Afghan farmers are committed to growing poppies.  Not because they are so much enthralled by their beauty, but because they are convinced that growing poppies will allow them to escape the endemic poverty that is their lot.  Poppy cultivation is worth far, far more than growing, tending and harvesting grains for human consumption. 

It may make little practical sense to most farmers living elsewhere in the world to sacrifice arable land to grow flowers whose resin dries into solid opium residue, when they could instead grow crops that would provide them and their communities with food, instead.  But money is a powerful motivator.  And so are threats that if poppies are not sown and grown, one's family's lives will be forfeit.
"We are aware why these people are going to Helmand and we even know that some of them are Taliban fighters who have temporarily laid down arms to work on poppy fields.
"But we cannot detain them as they will simply deny the charges and accuse us of bothering them for no reason."

Besides which, the police officer who spoke these words to an curious interlocutor who meant to publish them in the foreign press, is most likely eager for his share of the profits through the system of corruption that twists and turns throughout Afghan society and culture.  Afghanistan provides the world with 90% of its illegal opium.

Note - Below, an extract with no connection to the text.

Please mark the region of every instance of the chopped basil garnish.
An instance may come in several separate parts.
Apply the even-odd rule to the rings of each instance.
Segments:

And Helmand province accounts for 60% of that opium production.  5,800 tonnes of opium was produced in 2011.  Two-thirds of farm income from poppy growth and opium production flows to local Taliban as protection money.  The one-third left to the farmer still leaves him well off due to the demand for the product both in local and foreign markets.

The lucrative trade in poppies doesn't stop at making Afghan farmers wealthy, provide a tidy wage in a mere 15 to 20 days for eager villagers happy to work on the vast poppy fields earning them an average of $800, a handsome sum for the country. 

It satisfies the greed of politicians at every level, including those sitting in the country's parliament.  The harvesting of an illegal crop, the bane of law enforcement and the hopelessly addicted throughout the world, represents a celebratory harvesting event in Afghanistan.